Les chiffres viennent du suivi réel de l'entreprise, pas d'une projection. Ils illustrent un ordre de grandeur crédible pour une PME qui démarre avec un agent bien cadré.
| Indicateur | Avant l'agent | Après 3 mois | Effet |
|---|---|---|---|
| Temps sur les relances | ~4 h/semaine | ~30 min/semaine | -88% |
| Délai de paiement moyen | Référence | -12 jours | Trésorerie accélérée |
| Régularité des relances | Irrégulière | Quotidienne | Suivi fiable |
| Recrutement envisagé | Mi-temps admin | Annulé | Coût évité |
Au total, l'agent a rendu près de quatre heures par semaine à la comptable, raccourci le délai de paiement de douze jours et libéré plusieurs milliers d'euros de trésorerie, pour un coût rentabilisé en moins de six semaines. Autre effet moins visible : la part des factures réglées sous 30 jours est passée de 54 % à 83 % sur le trimestre. Ces ordres de grandeur rejoignent ceux d'autres cas d'usage à fort ROI, détaillés dans 7 cas d'usage concrets des agents IA en PME.
Ce cas girondin n'est pas isolé. D'autres dirigeants de Nouvelle-Aquitaine ont franchi le même pas, chacun sur une tâche différente mais avec la même logique de départ.
"On a démarré par la relance des impayés. En six semaines, c'était rentabilisé et notre trésorerie a respiré. On n'a pas eu à recruter."
Ce déploiement livre quelques enseignements directement transposables. Ils valent quel que soit votre secteur, à Bordeaux comme ailleurs en Nouvelle-Aquitaine.
La vraie compétence à acquérir n'est pas technique, c'est la capacité à cadrer et superviser. Un dirigeant qui comprend la logique d'un agent sait où l'humain doit rester dans la boucle. Pour estimer votre propre budget, notre guide combien coûte un agent IA en PME détaille les postes de dépense et le calcul du ROI.

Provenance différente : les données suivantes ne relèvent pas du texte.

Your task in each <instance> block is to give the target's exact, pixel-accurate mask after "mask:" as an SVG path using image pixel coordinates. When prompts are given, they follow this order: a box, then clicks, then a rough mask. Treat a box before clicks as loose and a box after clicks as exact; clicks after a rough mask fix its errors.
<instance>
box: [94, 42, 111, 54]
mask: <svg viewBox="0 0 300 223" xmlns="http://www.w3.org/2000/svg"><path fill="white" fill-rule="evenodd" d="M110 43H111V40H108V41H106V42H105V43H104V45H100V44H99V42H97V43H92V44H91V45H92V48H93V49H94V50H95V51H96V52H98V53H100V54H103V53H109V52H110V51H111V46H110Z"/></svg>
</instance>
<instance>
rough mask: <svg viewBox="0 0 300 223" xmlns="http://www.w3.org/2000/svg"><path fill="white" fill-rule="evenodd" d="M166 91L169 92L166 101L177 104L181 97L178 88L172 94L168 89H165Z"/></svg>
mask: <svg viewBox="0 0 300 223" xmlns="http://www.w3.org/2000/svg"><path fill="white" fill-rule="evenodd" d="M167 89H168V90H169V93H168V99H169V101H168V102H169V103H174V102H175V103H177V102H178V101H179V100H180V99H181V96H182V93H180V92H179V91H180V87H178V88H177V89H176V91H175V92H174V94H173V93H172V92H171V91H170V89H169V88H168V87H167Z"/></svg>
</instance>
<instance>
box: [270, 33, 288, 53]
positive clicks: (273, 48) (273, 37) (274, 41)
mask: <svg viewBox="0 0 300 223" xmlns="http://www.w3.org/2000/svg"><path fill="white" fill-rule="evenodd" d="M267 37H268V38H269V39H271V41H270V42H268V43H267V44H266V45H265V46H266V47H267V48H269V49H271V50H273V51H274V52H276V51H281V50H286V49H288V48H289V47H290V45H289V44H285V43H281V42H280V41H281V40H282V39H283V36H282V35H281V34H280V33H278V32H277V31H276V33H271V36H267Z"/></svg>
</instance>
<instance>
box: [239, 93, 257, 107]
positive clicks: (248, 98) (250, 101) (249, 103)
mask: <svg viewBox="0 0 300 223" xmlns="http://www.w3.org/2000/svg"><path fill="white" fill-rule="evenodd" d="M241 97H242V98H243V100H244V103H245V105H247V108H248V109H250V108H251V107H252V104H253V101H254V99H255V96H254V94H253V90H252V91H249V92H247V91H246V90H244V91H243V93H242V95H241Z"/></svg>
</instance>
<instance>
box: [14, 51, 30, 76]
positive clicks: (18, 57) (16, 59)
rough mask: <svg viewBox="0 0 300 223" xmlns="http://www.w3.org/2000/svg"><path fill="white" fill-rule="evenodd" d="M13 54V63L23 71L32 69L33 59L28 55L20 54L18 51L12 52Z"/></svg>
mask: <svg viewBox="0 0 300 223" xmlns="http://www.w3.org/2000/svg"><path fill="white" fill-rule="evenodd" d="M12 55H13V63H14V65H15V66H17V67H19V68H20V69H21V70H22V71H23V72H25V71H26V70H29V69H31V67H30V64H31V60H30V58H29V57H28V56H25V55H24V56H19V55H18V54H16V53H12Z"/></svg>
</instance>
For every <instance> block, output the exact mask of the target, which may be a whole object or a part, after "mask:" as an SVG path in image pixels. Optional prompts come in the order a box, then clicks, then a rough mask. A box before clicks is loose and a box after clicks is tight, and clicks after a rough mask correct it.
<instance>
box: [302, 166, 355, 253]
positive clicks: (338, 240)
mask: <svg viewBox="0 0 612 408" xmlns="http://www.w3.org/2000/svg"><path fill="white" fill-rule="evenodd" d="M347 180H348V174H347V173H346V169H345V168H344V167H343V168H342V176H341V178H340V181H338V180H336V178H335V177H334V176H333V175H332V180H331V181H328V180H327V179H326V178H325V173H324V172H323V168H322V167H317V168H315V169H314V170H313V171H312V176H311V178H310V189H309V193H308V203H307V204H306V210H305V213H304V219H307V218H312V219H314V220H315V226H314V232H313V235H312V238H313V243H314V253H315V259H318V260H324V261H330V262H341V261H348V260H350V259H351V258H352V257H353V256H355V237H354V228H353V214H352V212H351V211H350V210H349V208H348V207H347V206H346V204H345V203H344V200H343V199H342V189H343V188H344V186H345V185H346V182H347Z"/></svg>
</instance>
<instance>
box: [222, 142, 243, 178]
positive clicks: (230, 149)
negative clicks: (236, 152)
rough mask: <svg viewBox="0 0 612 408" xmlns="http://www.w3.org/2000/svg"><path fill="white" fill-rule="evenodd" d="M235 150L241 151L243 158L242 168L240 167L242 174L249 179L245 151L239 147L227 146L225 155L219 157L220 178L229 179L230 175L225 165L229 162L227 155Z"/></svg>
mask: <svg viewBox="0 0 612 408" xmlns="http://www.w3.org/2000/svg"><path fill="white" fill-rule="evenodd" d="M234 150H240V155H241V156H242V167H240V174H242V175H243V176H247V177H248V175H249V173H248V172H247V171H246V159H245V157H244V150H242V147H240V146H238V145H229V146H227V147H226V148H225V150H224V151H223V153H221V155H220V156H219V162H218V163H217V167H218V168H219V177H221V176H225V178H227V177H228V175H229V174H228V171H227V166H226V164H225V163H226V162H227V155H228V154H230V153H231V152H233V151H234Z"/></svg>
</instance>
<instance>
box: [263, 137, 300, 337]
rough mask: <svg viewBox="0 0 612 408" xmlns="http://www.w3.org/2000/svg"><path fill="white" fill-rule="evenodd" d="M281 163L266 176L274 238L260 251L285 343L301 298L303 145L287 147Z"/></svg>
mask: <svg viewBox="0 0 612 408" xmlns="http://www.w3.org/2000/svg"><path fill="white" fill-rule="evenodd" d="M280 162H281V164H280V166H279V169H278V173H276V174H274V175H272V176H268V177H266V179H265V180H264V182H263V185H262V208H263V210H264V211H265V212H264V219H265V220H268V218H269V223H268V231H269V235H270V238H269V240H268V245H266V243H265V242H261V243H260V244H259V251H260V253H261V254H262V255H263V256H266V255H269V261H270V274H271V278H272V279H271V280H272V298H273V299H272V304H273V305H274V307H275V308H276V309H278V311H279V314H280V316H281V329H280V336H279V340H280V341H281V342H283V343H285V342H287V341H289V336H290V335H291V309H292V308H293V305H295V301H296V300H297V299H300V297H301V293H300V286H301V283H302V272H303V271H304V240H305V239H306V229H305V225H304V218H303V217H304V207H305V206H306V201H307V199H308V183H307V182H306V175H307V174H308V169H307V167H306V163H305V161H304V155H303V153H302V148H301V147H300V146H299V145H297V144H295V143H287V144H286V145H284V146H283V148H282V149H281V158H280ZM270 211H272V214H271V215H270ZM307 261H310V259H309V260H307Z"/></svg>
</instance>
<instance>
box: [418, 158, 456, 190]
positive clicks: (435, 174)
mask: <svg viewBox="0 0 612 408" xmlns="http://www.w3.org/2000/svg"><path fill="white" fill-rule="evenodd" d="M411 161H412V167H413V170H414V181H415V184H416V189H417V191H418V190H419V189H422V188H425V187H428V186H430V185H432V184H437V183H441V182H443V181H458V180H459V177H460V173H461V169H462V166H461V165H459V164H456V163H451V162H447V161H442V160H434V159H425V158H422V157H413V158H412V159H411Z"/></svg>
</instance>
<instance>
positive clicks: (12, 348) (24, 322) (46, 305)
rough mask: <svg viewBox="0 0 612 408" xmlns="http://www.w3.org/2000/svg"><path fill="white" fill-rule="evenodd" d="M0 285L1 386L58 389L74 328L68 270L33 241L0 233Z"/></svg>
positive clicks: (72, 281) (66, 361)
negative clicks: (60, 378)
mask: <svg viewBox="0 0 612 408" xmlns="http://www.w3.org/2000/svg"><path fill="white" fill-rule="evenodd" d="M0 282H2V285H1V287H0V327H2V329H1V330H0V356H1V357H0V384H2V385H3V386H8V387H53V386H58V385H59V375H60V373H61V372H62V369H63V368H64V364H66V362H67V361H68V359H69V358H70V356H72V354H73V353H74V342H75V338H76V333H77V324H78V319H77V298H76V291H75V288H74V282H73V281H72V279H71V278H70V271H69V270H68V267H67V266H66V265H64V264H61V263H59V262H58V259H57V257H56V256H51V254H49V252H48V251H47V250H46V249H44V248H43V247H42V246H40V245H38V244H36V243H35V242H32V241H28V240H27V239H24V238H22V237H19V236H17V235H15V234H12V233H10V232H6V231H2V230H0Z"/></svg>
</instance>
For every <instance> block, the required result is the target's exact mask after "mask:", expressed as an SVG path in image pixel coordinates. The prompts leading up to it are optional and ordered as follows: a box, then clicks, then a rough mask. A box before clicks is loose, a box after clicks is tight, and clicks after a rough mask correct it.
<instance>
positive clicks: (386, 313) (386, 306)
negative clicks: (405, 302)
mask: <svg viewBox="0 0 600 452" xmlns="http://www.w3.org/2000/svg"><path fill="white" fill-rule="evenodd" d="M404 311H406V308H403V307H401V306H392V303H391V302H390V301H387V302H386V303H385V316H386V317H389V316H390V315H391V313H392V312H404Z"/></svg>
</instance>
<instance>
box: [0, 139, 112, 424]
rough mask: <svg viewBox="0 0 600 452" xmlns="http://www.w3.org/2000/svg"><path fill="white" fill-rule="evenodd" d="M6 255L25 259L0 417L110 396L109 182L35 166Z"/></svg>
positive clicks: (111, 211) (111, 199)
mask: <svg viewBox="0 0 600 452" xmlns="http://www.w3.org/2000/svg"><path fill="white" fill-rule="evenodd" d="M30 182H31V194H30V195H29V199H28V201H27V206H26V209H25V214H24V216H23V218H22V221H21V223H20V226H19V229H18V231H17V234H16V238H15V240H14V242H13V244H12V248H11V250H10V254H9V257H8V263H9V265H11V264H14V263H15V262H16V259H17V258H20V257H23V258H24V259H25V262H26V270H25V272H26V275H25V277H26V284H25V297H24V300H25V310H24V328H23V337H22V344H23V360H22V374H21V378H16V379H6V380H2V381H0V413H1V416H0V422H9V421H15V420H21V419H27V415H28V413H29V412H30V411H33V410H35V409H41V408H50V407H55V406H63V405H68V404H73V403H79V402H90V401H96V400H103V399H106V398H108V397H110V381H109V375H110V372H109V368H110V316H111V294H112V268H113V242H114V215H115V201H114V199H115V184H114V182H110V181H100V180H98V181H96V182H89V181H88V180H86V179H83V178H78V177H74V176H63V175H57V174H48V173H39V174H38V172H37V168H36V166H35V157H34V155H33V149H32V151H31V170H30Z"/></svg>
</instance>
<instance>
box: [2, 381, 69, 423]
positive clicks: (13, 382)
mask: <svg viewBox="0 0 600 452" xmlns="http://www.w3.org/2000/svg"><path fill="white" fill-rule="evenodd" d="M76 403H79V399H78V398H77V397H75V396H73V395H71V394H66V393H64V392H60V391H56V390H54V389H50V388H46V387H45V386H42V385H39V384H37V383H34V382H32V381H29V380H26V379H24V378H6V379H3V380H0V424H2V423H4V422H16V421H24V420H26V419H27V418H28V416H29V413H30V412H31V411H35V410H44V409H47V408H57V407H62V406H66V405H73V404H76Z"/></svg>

Comptez trois à cinq semaines entre le cadrage et l'agent opérationnel. Une première version supervisée peut tourner dès la deuxième semaine, avec un mois de rodage pour atteindre un régime stable. Un cas simple et à fort volume raccourcit ce délai.
Non. Ces agents se construisent avec des plateformes no-code comme Make, connectées à Claude ou à un autre modèle. Deux jours de formation suffisent pour comprendre la logique, superviser l'agent et l'ajuster sans écrire de code.
Par une tâche répétitive, chronophage et peu risquée : relance des impayés, tri des emails, génération de devis. Gardez une validation humaine, mesurez le gain, puis élargissez une fois le premier agent fiabilisé.
Oui, à condition de limiter les accès de l'agent aux seules données nécessaires, de journaliser ses actions et de valider les envois. Le choix d'outils conformes au RGPD et une charte d'usage interne complètent ces garanties.
Ce témoignage illustre une réalité simple : un premier agent IA ne demande ni gros budget ni compétence technique, mais une tâche bien choisie et une méthode. La PME girondine a commencé petit, mesuré, puis élargi. C'est la trajectoire la plus sûre.